Among its specific duties and responsibilities, the Audit Committee shall:
(i) Be directly responsible, in its capacity as a committee of the Board, for the appointment, compensation, retention and oversight of the work of the independent auditor. In this regard, the Audit Committee shall appoint and retain, subject to ratification and approval by the Company's stockholders, compensate, evaluate, and terminate when appropriate, the independent auditor, which shall report directly to the Audit Committee.
(ii) Obtain and review, at least annually, a report by the independent auditor describing: (A) the independent auditor's internal quality-control procedures; and (B) any material issues raised by the most recent internal quality-control review, or peer review, or by any inquiry or investigation by governmental or professional authorities, within the preceding five years, respecting one or more independent audits carried out by the independent auditor, and any steps taken to deal with any such issues.
(iii) Approve in advance all audit and permissible non-audit services to be provided by the independent auditor, and establish policies and procedures for the pre-approval of audit and permissible non-audit services to be provided by the independent auditor.
(iv) Consider, at least annually, the qualifications, performance and independence of the independent auditor, including whether the independent auditor's performance of permissible non-audit services is compatible with the auditor's independence, and obtain and review a report by the independent auditor describing any relationships between the independent auditor and the Company and any other relationships that may adversely affect the independence of the auditor.
(v) Review and discuss with the independent auditor: (A) the scope of the audit, the results of the annual audit examination by the auditor, and any problems or difficulties the auditor encountered in the course of its audit work and management's response; and (B) any reports of the independent auditor with respect to interim periods.
(vi) Discuss with management and the independent auditor the annual audited and quarterly financial statements of the Company, including the Company's disclosures under "Management's Discussion and Analysis of Financial Condition and Results of Operations", all critical accounting policies and practices analyses and major issues regarding accounting principles and financial statement presentations.

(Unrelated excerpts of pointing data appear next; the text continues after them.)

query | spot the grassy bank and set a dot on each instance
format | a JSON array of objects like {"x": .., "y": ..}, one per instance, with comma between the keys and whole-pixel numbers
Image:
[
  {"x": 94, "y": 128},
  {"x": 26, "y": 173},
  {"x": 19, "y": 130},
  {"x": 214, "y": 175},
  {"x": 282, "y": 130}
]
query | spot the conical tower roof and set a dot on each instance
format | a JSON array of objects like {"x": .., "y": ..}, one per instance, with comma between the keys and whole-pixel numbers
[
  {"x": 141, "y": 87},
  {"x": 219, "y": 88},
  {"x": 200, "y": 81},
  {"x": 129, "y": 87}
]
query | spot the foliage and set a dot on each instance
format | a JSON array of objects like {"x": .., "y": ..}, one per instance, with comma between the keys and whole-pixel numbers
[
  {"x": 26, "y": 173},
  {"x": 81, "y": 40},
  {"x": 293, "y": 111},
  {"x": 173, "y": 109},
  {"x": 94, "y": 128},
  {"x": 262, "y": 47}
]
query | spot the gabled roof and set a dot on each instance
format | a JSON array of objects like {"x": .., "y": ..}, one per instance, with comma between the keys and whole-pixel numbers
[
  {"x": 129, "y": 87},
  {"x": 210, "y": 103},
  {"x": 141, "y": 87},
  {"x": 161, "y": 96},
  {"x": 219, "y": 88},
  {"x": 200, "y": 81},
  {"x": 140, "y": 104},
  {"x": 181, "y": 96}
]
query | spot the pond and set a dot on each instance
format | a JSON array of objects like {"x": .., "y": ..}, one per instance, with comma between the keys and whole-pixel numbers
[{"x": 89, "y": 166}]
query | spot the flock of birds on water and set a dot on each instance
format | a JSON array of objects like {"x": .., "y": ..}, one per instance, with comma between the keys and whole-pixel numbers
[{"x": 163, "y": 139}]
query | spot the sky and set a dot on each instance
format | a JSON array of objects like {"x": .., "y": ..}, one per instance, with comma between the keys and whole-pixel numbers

(vii) Receive reports from the independent auditor and management regarding, and review and discuss the adequacy and effectiveness of, the Company's internal controls, including any significant deficiencies in internal controls and significant changes in internal controls reported to the Audit Committee by the independent auditor or management.
(viii) Receive reports from management regarding, and review and discuss the adequacy and effectiveness of, the Company's disclosure controls and procedures.
(ix) Review and discuss with the principal internal auditor of the Company the scope and results of the internal audit program.
(x) Review and discuss with management and the independent auditor earnings press releases, and corporate practices with respect to earnings press releases and financial information and earnings guidance provided to analysts and ratings agencies.
(xi) Review and discuss with management and the independent auditor the Company's practices with respect to risk assessment and risk management.
(xii) Establish procedures for handling complaints regarding accounting, internal accounting controls and auditing matters, including procedures for confidential, anonymous submission of concerns by employees regarding accounting and auditing matters.
(xiii) Establish policies for the hiring of employees and former employees of the independent auditor.
(xiv) Annually evaluate the performance of the Audit Committee and assess the adequacy of the Audit Committee charter.
Outside Advisors
The Audit Committee shall have the authority to retain such outside counsel, accountants, experts and other advisors as it determines appropriate to assist it in the performance of its functions and shall receive appropriate funding, as determined by the Audit Committee, from the Company for payment of compensation to any such advisors.
Meetings
Unless otherwise determined by the Board, the Audit Committee shall meet at least four times per year, either in person or telephonically, and at such times and places as the Audit Committee shall determine. The Audit Committee shall meet separately in executive session, periodically, with each of management, the principal internal auditor of the Company and the independent auditor. The Audit Committee shall report regularly to the full Board of Directors with respect to its activities. The majority of the members of the Audit Committee shall constitute a quorum.